Tendai Mutambu on Skin to Skin, Sandra Mujinga’s new installation at Amsterdam’s Stedelijk Museum, where murmurming, mirrored figures blur the lines between what is human and what descends from other worlds.

Sandra Mujinga’s new installation at the Stedelijk Museum in Amsterdam hums with fragments of melody stretched thin, with tones that arrive and dissolve like a light wind. On mirrored plinths, fifty-five grey, tentacled figures stand in formation, all turned toward a single wall as if awaiting a command, or already receiving one to which we are not privy.
Skin to Skin, Mujinga’s most ambitious exhibition to date, is the culmination of two years of working and thinking, though the artist might emphasise the term listening. “I try to listen to what the materials are doing,” she tells me over lunch one afternoon. It’s the day after the exhibition’s opening, and the requisite pageantries have been and gone. She’s immaculately turned out in head-to-toe white, bright-eyed and—as always—her manner is composed but never forbidding. Mujinga exudes the kind of quiet charm that puts one at ease in her presence.
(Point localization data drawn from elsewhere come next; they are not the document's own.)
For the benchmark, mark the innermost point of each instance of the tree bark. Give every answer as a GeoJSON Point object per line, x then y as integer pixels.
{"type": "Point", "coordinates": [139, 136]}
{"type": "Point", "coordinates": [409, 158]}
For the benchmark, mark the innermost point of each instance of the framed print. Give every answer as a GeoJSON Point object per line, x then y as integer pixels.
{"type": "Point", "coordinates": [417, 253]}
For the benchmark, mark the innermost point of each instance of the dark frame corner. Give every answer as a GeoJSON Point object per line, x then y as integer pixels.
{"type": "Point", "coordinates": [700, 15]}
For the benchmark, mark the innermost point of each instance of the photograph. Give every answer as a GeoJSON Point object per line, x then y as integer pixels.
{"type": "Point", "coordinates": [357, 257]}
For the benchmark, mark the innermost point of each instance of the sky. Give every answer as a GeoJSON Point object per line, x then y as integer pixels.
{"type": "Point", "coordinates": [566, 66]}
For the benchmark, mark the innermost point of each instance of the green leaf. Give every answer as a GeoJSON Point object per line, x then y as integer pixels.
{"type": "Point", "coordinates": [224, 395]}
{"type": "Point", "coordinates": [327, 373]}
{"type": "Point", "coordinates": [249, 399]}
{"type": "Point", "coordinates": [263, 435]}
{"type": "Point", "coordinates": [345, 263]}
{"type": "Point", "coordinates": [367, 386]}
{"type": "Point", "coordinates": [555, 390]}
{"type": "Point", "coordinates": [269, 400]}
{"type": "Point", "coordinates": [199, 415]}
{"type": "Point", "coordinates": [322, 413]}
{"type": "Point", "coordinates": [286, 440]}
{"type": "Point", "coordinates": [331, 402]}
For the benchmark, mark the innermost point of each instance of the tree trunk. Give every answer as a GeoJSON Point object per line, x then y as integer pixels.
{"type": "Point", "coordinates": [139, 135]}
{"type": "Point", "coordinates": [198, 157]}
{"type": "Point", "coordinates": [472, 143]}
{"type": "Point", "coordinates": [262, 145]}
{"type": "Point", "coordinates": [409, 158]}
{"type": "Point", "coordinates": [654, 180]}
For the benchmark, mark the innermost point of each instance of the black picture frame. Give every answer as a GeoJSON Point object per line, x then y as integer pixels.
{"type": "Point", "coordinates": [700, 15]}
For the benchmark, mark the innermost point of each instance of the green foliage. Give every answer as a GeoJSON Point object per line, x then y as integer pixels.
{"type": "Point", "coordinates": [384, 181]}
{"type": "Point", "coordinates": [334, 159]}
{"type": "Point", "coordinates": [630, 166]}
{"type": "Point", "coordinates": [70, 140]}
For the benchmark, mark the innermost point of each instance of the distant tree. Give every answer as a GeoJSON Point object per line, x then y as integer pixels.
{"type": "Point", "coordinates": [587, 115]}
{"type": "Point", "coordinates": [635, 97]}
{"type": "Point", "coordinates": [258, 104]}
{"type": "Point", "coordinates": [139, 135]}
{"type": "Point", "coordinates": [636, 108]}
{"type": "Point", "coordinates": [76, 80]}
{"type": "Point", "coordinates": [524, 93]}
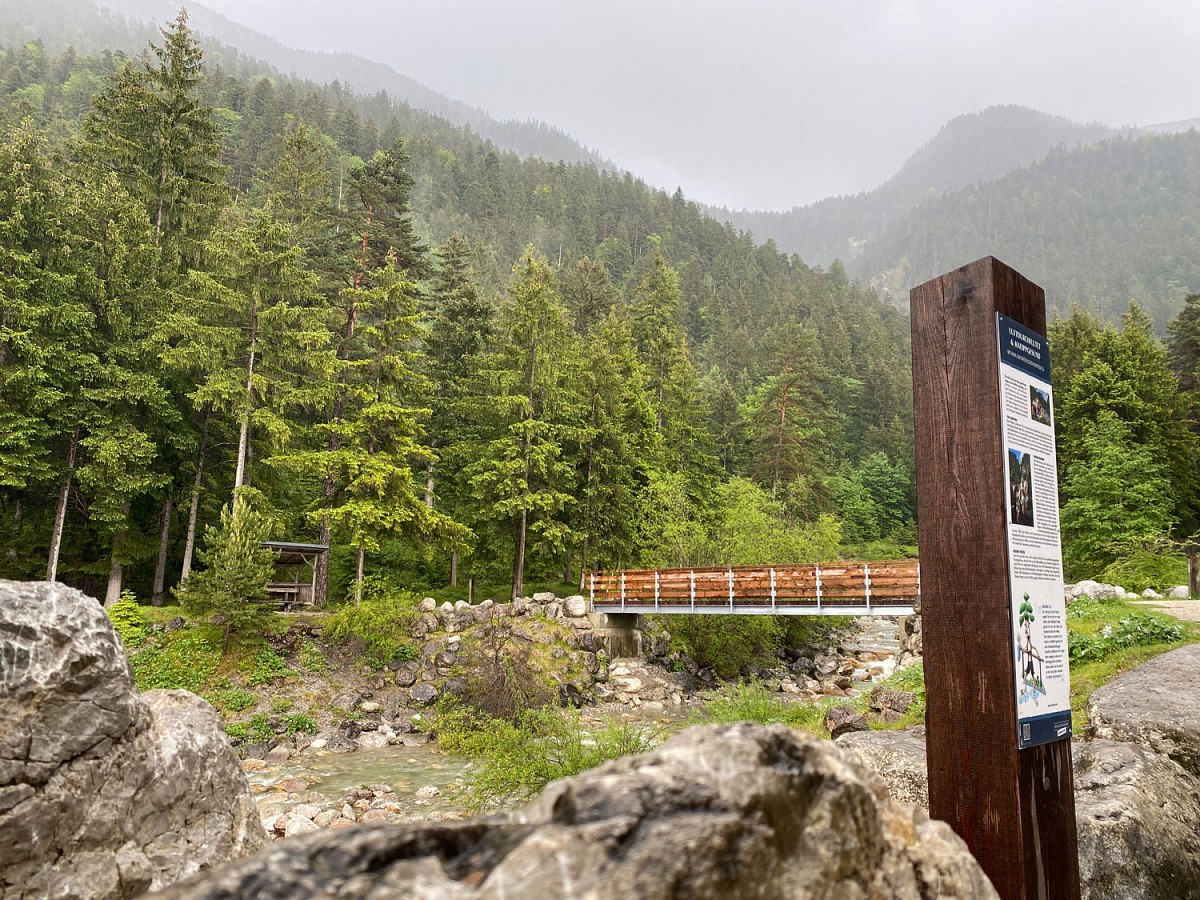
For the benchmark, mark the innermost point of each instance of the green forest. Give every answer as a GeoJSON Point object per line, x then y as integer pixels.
{"type": "Point", "coordinates": [241, 306]}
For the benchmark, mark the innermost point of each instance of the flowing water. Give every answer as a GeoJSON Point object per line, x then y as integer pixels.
{"type": "Point", "coordinates": [405, 769]}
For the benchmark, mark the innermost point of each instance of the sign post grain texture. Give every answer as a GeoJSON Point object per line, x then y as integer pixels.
{"type": "Point", "coordinates": [1014, 808]}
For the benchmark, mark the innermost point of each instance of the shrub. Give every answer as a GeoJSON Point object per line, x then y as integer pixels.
{"type": "Point", "coordinates": [755, 703]}
{"type": "Point", "coordinates": [1137, 630]}
{"type": "Point", "coordinates": [727, 643]}
{"type": "Point", "coordinates": [129, 621]}
{"type": "Point", "coordinates": [232, 697]}
{"type": "Point", "coordinates": [502, 681]}
{"type": "Point", "coordinates": [1146, 567]}
{"type": "Point", "coordinates": [301, 724]}
{"type": "Point", "coordinates": [184, 660]}
{"type": "Point", "coordinates": [267, 666]}
{"type": "Point", "coordinates": [516, 759]}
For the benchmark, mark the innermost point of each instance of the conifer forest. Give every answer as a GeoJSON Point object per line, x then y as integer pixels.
{"type": "Point", "coordinates": [238, 306]}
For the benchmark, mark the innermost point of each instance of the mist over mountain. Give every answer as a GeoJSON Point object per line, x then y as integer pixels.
{"type": "Point", "coordinates": [978, 147]}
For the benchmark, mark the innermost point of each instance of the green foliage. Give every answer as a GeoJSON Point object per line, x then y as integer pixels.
{"type": "Point", "coordinates": [1117, 497]}
{"type": "Point", "coordinates": [1156, 565]}
{"type": "Point", "coordinates": [1137, 630]}
{"type": "Point", "coordinates": [129, 621]}
{"type": "Point", "coordinates": [231, 697]}
{"type": "Point", "coordinates": [516, 759]}
{"type": "Point", "coordinates": [382, 623]}
{"type": "Point", "coordinates": [727, 643]}
{"type": "Point", "coordinates": [237, 573]}
{"type": "Point", "coordinates": [265, 666]}
{"type": "Point", "coordinates": [301, 724]}
{"type": "Point", "coordinates": [754, 703]}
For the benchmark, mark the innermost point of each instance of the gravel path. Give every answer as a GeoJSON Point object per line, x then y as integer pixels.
{"type": "Point", "coordinates": [1186, 610]}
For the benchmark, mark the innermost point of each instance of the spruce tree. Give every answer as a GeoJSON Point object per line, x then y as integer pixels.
{"type": "Point", "coordinates": [520, 474]}
{"type": "Point", "coordinates": [235, 571]}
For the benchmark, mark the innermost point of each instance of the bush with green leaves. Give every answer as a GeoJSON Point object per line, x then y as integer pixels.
{"type": "Point", "coordinates": [727, 643]}
{"type": "Point", "coordinates": [1147, 565]}
{"type": "Point", "coordinates": [184, 659]}
{"type": "Point", "coordinates": [129, 621]}
{"type": "Point", "coordinates": [516, 759]}
{"type": "Point", "coordinates": [754, 703]}
{"type": "Point", "coordinates": [382, 623]}
{"type": "Point", "coordinates": [265, 666]}
{"type": "Point", "coordinates": [1138, 630]}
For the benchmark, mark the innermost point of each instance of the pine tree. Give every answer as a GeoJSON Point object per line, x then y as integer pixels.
{"type": "Point", "coordinates": [791, 423]}
{"type": "Point", "coordinates": [150, 127]}
{"type": "Point", "coordinates": [237, 571]}
{"type": "Point", "coordinates": [1120, 497]}
{"type": "Point", "coordinates": [1183, 345]}
{"type": "Point", "coordinates": [520, 475]}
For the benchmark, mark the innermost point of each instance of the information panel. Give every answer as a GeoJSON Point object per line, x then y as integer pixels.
{"type": "Point", "coordinates": [1035, 549]}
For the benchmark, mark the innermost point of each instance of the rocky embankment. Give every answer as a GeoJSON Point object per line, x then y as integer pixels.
{"type": "Point", "coordinates": [1137, 780]}
{"type": "Point", "coordinates": [103, 792]}
{"type": "Point", "coordinates": [719, 811]}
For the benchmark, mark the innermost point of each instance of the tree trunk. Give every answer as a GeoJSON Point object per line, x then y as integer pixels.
{"type": "Point", "coordinates": [321, 569]}
{"type": "Point", "coordinates": [244, 436]}
{"type": "Point", "coordinates": [358, 579]}
{"type": "Point", "coordinates": [115, 568]}
{"type": "Point", "coordinates": [190, 544]}
{"type": "Point", "coordinates": [519, 562]}
{"type": "Point", "coordinates": [60, 510]}
{"type": "Point", "coordinates": [160, 569]}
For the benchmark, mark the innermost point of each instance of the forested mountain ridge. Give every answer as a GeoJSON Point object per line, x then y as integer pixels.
{"type": "Point", "coordinates": [689, 395]}
{"type": "Point", "coordinates": [1097, 226]}
{"type": "Point", "coordinates": [240, 305]}
{"type": "Point", "coordinates": [126, 25]}
{"type": "Point", "coordinates": [977, 147]}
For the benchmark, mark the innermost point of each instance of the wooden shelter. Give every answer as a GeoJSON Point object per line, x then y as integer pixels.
{"type": "Point", "coordinates": [295, 574]}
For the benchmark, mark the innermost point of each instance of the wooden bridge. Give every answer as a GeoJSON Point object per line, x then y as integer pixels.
{"type": "Point", "coordinates": [873, 588]}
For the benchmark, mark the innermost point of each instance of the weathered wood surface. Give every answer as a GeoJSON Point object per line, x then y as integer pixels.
{"type": "Point", "coordinates": [791, 586]}
{"type": "Point", "coordinates": [1014, 809]}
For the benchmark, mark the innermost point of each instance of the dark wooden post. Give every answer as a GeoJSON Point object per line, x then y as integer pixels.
{"type": "Point", "coordinates": [1015, 809]}
{"type": "Point", "coordinates": [1193, 571]}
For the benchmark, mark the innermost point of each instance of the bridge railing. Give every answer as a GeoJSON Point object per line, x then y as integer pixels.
{"type": "Point", "coordinates": [881, 588]}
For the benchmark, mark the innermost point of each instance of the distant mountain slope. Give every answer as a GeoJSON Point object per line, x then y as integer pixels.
{"type": "Point", "coordinates": [971, 148]}
{"type": "Point", "coordinates": [1097, 225]}
{"type": "Point", "coordinates": [61, 23]}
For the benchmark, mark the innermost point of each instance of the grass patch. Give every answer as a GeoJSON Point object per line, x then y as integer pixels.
{"type": "Point", "coordinates": [516, 759]}
{"type": "Point", "coordinates": [754, 703]}
{"type": "Point", "coordinates": [1109, 637]}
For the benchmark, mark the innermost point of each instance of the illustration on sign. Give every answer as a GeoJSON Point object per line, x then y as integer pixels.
{"type": "Point", "coordinates": [1035, 549]}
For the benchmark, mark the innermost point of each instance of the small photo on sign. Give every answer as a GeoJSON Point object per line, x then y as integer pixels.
{"type": "Point", "coordinates": [1020, 487]}
{"type": "Point", "coordinates": [1039, 406]}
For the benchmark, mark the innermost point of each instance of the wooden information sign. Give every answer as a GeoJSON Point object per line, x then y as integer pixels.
{"type": "Point", "coordinates": [1000, 767]}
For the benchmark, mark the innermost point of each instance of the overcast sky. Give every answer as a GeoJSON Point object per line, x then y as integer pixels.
{"type": "Point", "coordinates": [767, 103]}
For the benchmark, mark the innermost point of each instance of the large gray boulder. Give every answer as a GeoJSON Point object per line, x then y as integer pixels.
{"type": "Point", "coordinates": [1137, 813]}
{"type": "Point", "coordinates": [719, 811]}
{"type": "Point", "coordinates": [1156, 705]}
{"type": "Point", "coordinates": [103, 793]}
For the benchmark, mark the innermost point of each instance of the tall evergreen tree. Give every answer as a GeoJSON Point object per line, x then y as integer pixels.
{"type": "Point", "coordinates": [521, 474]}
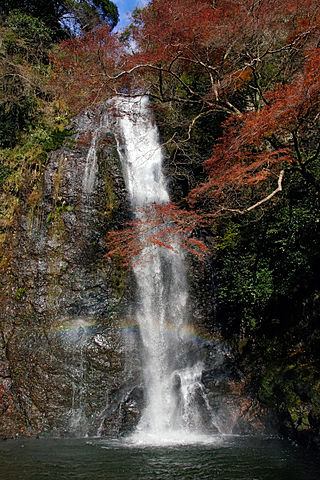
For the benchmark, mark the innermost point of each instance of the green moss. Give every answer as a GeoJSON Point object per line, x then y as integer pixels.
{"type": "Point", "coordinates": [111, 203]}
{"type": "Point", "coordinates": [20, 292]}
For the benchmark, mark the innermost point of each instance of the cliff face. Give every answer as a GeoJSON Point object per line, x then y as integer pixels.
{"type": "Point", "coordinates": [62, 349]}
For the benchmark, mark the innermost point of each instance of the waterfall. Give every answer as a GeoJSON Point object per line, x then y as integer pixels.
{"type": "Point", "coordinates": [175, 402]}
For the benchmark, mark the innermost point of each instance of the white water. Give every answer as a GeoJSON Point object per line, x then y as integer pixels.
{"type": "Point", "coordinates": [176, 408]}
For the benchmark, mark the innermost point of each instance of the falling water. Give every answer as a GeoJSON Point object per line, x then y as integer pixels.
{"type": "Point", "coordinates": [175, 404]}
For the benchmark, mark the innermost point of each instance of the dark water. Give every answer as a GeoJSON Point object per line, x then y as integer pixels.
{"type": "Point", "coordinates": [234, 458]}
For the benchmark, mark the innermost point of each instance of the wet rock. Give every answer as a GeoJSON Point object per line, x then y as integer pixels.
{"type": "Point", "coordinates": [62, 351]}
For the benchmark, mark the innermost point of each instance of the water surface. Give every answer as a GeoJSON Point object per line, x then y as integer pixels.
{"type": "Point", "coordinates": [227, 458]}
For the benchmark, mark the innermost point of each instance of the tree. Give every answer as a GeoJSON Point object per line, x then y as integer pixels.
{"type": "Point", "coordinates": [249, 64]}
{"type": "Point", "coordinates": [65, 16]}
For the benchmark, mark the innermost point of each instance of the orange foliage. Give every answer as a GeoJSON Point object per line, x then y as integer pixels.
{"type": "Point", "coordinates": [166, 226]}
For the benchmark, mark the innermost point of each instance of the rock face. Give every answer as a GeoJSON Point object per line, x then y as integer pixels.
{"type": "Point", "coordinates": [69, 362]}
{"type": "Point", "coordinates": [62, 350]}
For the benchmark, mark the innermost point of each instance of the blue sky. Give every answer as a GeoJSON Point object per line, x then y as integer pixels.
{"type": "Point", "coordinates": [125, 7]}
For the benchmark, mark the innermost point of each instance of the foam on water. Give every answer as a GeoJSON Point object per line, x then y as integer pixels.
{"type": "Point", "coordinates": [176, 409]}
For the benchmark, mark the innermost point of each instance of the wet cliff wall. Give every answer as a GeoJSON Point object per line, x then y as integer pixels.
{"type": "Point", "coordinates": [62, 349]}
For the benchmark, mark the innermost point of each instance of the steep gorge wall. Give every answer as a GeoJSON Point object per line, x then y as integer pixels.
{"type": "Point", "coordinates": [62, 349]}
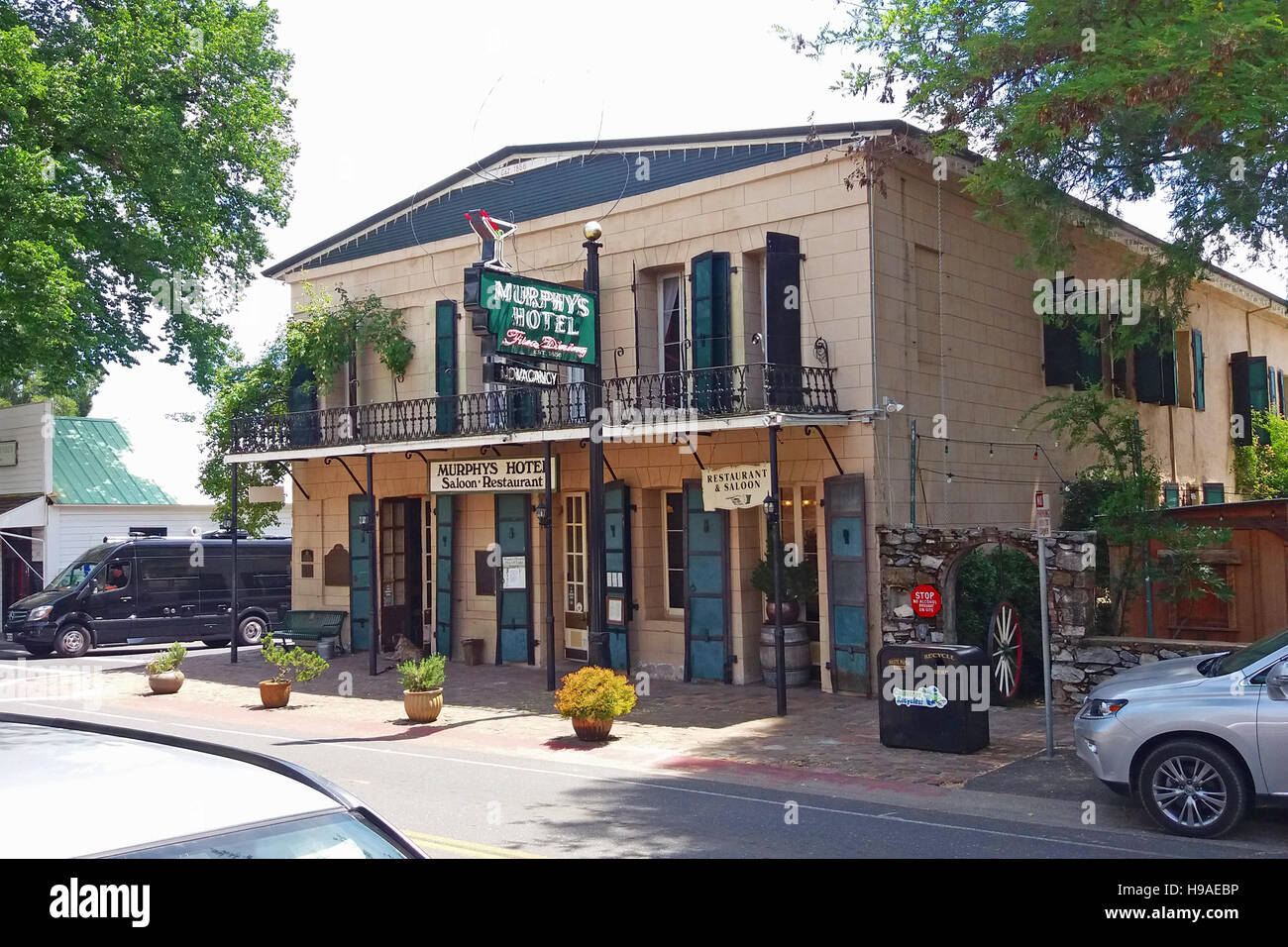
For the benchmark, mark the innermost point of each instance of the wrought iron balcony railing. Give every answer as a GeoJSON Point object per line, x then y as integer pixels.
{"type": "Point", "coordinates": [720, 392]}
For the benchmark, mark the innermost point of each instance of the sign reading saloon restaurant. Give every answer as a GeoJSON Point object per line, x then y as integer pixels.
{"type": "Point", "coordinates": [734, 487]}
{"type": "Point", "coordinates": [539, 320]}
{"type": "Point", "coordinates": [492, 475]}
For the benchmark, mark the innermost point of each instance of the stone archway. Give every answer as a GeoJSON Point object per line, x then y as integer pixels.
{"type": "Point", "coordinates": [928, 556]}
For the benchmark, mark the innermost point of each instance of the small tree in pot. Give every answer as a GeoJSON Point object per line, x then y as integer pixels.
{"type": "Point", "coordinates": [591, 698]}
{"type": "Point", "coordinates": [799, 579]}
{"type": "Point", "coordinates": [294, 665]}
{"type": "Point", "coordinates": [163, 674]}
{"type": "Point", "coordinates": [423, 686]}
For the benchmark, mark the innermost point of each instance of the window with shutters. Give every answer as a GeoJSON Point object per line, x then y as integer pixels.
{"type": "Point", "coordinates": [1249, 392]}
{"type": "Point", "coordinates": [1197, 355]}
{"type": "Point", "coordinates": [445, 365]}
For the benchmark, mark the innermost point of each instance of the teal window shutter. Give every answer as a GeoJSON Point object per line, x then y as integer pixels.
{"type": "Point", "coordinates": [711, 313]}
{"type": "Point", "coordinates": [445, 365]}
{"type": "Point", "coordinates": [1199, 388]}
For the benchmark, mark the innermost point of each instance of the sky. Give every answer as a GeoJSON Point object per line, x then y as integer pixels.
{"type": "Point", "coordinates": [393, 95]}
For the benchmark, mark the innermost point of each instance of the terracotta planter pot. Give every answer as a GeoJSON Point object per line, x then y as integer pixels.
{"type": "Point", "coordinates": [274, 693]}
{"type": "Point", "coordinates": [791, 611]}
{"type": "Point", "coordinates": [423, 706]}
{"type": "Point", "coordinates": [591, 731]}
{"type": "Point", "coordinates": [166, 682]}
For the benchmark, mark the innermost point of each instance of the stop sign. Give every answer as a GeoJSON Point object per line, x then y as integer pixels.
{"type": "Point", "coordinates": [925, 602]}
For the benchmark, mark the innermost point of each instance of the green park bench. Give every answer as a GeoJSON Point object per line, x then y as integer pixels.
{"type": "Point", "coordinates": [308, 626]}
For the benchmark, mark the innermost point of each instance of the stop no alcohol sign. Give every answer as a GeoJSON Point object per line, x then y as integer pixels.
{"type": "Point", "coordinates": [925, 602]}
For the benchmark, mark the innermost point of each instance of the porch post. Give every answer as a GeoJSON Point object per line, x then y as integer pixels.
{"type": "Point", "coordinates": [375, 585]}
{"type": "Point", "coordinates": [595, 578]}
{"type": "Point", "coordinates": [232, 581]}
{"type": "Point", "coordinates": [550, 578]}
{"type": "Point", "coordinates": [777, 545]}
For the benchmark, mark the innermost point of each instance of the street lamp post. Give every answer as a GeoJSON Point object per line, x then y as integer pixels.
{"type": "Point", "coordinates": [545, 514]}
{"type": "Point", "coordinates": [595, 577]}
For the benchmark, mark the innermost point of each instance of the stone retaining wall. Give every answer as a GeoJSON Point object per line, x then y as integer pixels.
{"type": "Point", "coordinates": [928, 556]}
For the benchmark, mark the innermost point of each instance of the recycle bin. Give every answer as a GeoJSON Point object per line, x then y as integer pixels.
{"type": "Point", "coordinates": [934, 697]}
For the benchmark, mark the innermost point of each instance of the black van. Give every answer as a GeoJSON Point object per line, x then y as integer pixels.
{"type": "Point", "coordinates": [156, 589]}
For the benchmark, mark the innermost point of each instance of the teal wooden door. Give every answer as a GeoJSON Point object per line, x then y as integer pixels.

Born in the Democratic Republic of Congo and raised in Norway from age two—with a three year stint in Kenya during her teens—Mujinga has become synonymous in the world of contemporary art with large-scale, sci-fi-inspired environments, often populated by hooded figures and aglow with a lurid chroma-key green which is becoming something of a trademark, the way blue was for Yves Klein. With Skin to Skin, Mujinga returns to both signatures while further expanding her fascination with the idea of a collective.
Flocks, herds, murmuration, even crowds in airports have all found their way into her research on grammars of the communal as a means through which the individual is protected. In a conversation with the poet and writer Alexis Pauline Gumbs, included in the exhibition’s catalogue, Mujinga says her performance practice (for which she made costumes which have since evolved into standalone sculptures) emerged out of a desire—as a Black woman raised in a predominantly white Scandinavian country—to gather people of colour.

For Time as a Shield, her solo show at Kunsthalle Basel in 2024, Mujinga explored the collective potentials of voice, employing echo and reverb as key devices by placing, for the first time, speakers inside her fabric sculptures—all of which emitted a mix of sounds by a choral ensemble. In the main exhibition hall, five towering figures were draped in swathes of upcycled textiles with cables at their feet curling like a subterranean root system.
The nonhuman—be it trees or animals—is foundational to Mujinga’s practice. IBMSWR: I Build My Skin with Rocks (2022) at Hamburger Bahnhof projected an elephant-human hybrid wandering a post-industrial ruin; the central figure was an organism too vast to be contained even in the enormous nine-by-four-metre LED screen. Something of that logic of excess finds its way into this new body of work at the Stedelijk, which will open at Vienna’s Belvedere 21 from late January 2026. As you move through the labyrinth of sculptures, you find yourself ensnared in the recursiveness of that hall of mirrors effect the artist has so cannily constructed. A disorienting kind of multiplicity pervades the space, leaving uncertain not only where you are but where other attendees, whose reflections you occasionally glimpse, are standing.

In response to a question by the scholar Nijah Cunningham, one of several recurring interlocutors and intellectual fellow travellers for the artist, Mujinga suggestively referred to the dimming and brightening lights overhead as “a compressed sun.” Is this her conjuring life on a planet other than our own, one on which a day is merely a few minutes long? Or is this something more foreboding—a vision of our own planet gone rogue, its cycles and rhythms run amok owing to some unknown phenomenon?
In her conversation with Mujinga for the exhibition’s catalogue, Gumbs invokes the convergence of the earthly and the otherworldly by likening Skin to Skin to a forest ceremony. It’s an image that aptly locates Mujinga at the crossroads of human and non-human intimacies, yet even that opposition feels inadequate when applied to a practice that has, for so long, complicated the very border between these two categories. In Mujinga’s universe—where all is illuminated by an alluring yet estranging light, one that obscures more than it reveals—our certainty about categories and ideas, much like the distinction between object and reflection, is rendered unstable.